Speech-driven talking head generation is a critical yet challenging task with applications in augmented reality and virtual human modeling. While recent approaches using autoregressive and diffusion-based models have achieved notable progress, they often suffer from modality inconsistencies, particularly misalignment between audio and mesh, leading to reduced motion diversity and lip-sync accuracy. To address this, we propose GLDiTalker, a novel speech-driven 3D facial animation model based on a Graph Latent Diffusion Transformer. GLDiTalker resolves modality misalignment by diffusing signals within a quantized spatiotemporal latent space. It employs a two-stage training pipeline: the Graph-Enhanced Quantized Space Learning Stage ensures lip-sync accuracy, while the Space-Time Powered Latent Diffusion Stage enhances motion diversity. Together, these stages enable GLDiTalker to generate realistic, temporally stable 3D facial animations. Extensive evaluations on standard benchmarks demonstrate that GLDiTalker outperforms existing methods, achieving superior results in both lip-sync accuracy and motion diversity.

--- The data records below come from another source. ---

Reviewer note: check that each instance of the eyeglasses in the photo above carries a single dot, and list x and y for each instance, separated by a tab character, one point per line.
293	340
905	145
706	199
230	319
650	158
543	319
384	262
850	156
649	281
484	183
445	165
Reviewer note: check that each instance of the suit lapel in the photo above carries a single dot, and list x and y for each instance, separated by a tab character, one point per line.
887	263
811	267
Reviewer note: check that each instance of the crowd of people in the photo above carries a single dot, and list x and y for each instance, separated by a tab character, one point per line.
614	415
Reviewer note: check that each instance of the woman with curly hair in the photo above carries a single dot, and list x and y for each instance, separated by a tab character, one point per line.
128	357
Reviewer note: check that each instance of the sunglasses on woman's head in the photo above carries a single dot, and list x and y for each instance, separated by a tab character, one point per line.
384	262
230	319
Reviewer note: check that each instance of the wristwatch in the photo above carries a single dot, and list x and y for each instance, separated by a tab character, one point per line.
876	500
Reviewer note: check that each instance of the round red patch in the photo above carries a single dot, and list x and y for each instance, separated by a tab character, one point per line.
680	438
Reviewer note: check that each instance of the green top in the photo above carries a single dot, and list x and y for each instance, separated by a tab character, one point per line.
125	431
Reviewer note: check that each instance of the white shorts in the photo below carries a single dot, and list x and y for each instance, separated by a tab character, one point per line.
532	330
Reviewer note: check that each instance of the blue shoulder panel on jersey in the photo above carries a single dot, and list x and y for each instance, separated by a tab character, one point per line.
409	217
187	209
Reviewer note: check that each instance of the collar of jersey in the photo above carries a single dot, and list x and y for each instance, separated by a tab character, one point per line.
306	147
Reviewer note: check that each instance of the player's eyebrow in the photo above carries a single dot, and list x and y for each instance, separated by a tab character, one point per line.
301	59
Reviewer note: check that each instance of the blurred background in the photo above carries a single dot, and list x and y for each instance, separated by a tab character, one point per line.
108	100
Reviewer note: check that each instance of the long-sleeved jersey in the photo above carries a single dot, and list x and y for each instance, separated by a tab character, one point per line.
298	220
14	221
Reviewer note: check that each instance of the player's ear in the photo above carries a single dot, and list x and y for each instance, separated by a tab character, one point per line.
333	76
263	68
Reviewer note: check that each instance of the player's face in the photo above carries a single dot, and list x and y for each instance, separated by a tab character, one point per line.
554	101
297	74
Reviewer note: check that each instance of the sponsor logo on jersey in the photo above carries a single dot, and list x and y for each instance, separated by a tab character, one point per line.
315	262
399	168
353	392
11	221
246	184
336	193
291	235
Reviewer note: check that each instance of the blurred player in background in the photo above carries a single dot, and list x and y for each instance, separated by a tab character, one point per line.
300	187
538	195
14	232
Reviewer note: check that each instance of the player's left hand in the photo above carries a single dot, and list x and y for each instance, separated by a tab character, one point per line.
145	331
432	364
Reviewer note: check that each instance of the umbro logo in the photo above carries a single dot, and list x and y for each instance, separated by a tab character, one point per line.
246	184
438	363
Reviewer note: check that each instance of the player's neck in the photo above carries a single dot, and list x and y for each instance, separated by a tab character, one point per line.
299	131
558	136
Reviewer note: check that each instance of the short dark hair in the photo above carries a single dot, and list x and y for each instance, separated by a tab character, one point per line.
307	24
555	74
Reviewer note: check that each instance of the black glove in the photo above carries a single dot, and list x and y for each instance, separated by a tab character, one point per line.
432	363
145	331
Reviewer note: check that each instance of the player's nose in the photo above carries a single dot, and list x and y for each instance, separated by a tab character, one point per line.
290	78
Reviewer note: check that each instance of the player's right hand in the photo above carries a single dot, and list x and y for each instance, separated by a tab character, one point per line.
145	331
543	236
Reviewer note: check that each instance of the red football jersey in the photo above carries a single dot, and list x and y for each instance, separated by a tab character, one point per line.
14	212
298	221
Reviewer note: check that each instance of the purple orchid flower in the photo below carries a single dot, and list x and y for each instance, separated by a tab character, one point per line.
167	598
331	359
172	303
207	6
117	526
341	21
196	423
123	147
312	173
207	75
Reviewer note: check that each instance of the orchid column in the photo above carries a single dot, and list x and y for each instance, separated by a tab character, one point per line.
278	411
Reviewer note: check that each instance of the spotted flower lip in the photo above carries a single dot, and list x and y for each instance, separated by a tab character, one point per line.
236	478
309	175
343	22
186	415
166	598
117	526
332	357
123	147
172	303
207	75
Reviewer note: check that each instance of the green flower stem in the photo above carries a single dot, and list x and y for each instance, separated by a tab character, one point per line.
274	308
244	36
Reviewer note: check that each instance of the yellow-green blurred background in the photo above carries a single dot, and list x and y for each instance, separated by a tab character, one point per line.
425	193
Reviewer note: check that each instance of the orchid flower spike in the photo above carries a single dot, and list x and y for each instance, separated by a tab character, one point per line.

Paper Structure (21 sections, 15 equations, 5 figures, 5 tables)

This paper contains 21 sections, 15 equations, 5 figures, 5 tables.

Figures (5)

  • Figure 1: The left figures show the lip vertex error of GLDiTalker and FaceDiffuser and the right figures show the diversity of GLDiTalker and other methods, including FaceFormer, CodeTalker, TalkingStyle and FaceDiffuser. “Vertex Error” refers to the average $L_2$ loss between prediction and groundtruth. "Diversity" refers to the statistical mean of the motion differences between corresponding frames in multiple generation results within the same sequence. It is obvious that GLDiTalker has a significant advantage in both generation quality and motion diversity.

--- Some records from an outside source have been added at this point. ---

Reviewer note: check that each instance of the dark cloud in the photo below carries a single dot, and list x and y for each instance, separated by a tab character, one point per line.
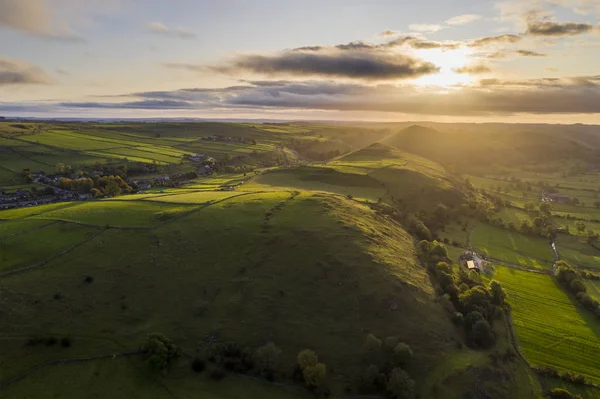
488	97
21	72
501	39
548	28
145	104
163	30
528	53
473	69
350	64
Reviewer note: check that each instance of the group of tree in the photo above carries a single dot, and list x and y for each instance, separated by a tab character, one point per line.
99	186
387	372
571	280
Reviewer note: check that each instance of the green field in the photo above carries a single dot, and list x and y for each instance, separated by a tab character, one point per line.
37	245
552	329
508	246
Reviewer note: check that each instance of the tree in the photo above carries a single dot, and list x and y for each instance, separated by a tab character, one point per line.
482	334
577	286
400	385
307	358
580	226
402	354
160	351
498	294
546	208
314	376
372	343
267	358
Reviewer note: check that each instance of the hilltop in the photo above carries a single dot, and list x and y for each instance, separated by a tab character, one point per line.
298	269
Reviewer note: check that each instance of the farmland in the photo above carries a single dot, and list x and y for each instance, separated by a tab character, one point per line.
552	329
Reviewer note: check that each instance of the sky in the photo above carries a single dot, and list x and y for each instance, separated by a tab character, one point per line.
375	60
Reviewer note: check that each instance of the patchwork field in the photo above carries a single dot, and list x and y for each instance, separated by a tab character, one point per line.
513	247
552	329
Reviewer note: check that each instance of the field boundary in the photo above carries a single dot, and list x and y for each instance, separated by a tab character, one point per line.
51	258
29	230
33	369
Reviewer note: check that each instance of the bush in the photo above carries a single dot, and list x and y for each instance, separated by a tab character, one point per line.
402	354
400	385
314	376
216	373
198	365
267	359
372	343
160	351
372	379
559	393
307	358
390	343
482	334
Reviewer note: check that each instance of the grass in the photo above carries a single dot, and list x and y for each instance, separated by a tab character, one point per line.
593	288
116	213
552	329
37	245
319	179
508	246
577	252
199	197
305	271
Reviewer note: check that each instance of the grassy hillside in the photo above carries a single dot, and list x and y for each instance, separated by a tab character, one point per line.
552	329
302	270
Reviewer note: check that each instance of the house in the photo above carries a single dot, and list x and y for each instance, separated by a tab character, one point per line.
556	198
197	158
472	265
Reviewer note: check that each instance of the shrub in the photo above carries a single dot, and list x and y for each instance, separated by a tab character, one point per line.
577	286
198	365
372	343
314	376
390	343
267	359
372	379
400	385
402	354
160	351
216	373
482	334
307	358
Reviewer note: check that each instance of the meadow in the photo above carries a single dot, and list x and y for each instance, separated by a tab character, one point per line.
513	247
552	329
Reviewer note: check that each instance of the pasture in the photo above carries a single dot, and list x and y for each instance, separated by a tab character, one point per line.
513	247
552	329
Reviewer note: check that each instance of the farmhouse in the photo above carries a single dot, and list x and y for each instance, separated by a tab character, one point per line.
555	197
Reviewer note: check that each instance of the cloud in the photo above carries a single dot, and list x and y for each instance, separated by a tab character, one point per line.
389	32
488	97
463	19
473	69
549	28
161	29
35	18
426	28
20	72
491	40
356	60
528	53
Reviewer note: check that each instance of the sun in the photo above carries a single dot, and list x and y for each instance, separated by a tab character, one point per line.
447	61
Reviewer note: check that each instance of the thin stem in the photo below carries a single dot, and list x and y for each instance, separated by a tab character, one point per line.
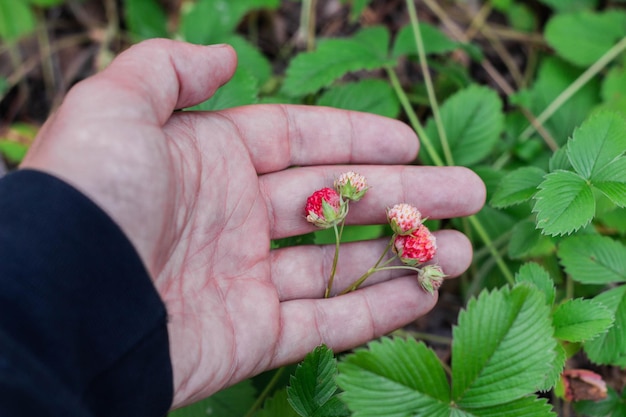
490	69
268	388
413	119
333	270
494	252
575	86
429	82
356	284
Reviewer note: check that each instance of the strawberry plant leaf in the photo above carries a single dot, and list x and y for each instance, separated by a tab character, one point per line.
610	180
570	5
313	383
250	58
513	361
527	241
614	405
593	259
553	76
583	48
534	274
371	95
241	90
598	142
610	347
530	406
394	378
277	405
308	72
16	19
145	19
233	401
564	203
210	21
472	131
560	161
435	41
580	320
517	187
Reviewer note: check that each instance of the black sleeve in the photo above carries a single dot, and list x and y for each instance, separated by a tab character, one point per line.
82	328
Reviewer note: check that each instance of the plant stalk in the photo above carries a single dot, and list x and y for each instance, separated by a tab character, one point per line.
591	72
445	145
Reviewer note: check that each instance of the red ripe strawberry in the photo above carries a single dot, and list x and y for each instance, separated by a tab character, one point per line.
416	248
324	208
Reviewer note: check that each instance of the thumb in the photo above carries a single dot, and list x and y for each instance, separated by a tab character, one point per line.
155	77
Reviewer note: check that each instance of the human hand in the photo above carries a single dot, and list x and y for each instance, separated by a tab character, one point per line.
201	194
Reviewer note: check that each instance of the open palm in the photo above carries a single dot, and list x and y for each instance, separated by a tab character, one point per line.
200	195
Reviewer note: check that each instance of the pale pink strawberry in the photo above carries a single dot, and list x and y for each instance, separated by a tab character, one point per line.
416	248
430	277
404	219
351	185
324	208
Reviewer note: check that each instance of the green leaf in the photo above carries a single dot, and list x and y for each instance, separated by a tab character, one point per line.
560	161
614	406
472	131
530	406
241	90
435	41
370	95
593	259
210	21
580	320
517	187
614	90
610	347
234	401
534	274
13	151
308	72
145	19
570	5
564	203
584	47
527	241
598	142
502	347
16	19
250	58
46	3
554	76
276	406
610	180
394	378
313	384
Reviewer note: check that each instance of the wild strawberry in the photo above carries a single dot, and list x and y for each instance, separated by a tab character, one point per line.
351	185
416	248
404	218
324	208
582	384
430	277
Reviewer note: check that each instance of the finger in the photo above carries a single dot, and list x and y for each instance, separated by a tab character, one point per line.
438	192
349	320
279	136
303	271
151	79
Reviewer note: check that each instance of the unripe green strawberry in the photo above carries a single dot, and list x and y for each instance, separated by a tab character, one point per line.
404	219
351	185
430	278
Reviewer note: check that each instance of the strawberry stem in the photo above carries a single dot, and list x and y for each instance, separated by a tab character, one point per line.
338	234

  • Figure 2: Overview of the proposed GLDiTalker. In order to enhance the lip-sync accuracy, Stage 1 employs the Spatial Pyramidal SpiralConv Encoder and temporal transformer encoder to sequentially process the input motions to obtain discrete latent facial motions. To enhance the motion diversity, Stage 2 then utilizes a diffusion-based iterative denoising technique to synthesize the latent facial motions from input speech and speaker identity, which is later decoded to a motion mesh sequence by the pretrained frozen decoder of the first stage. "$\oplus$" denotes addition and "N" denotes $N$ identical blocks, each consisting of a SpiralConv layer and a Downsample layer. The heatmaps show the statistical mean of the motion differences between corresponding frames in multiple generation results within the same sequence.
  • Figure 3: Architecture of Spatial Pyramidal SpiralConv Encoder. The spiral lines represent spiral convolution, the orange arrows represent downsampling, the green arrow represents flatten, and the blue arrow represents fusion by MLP.
  • Figure 4: Qualitative Comparision on VOCASET-Test (left) and BIWI-Test-B (right).
  • Figure 5: Standard deviation motion heatmaps of facial motion within a random sampled sequence, where dark blue means less motion variations and bright red means more motion variations.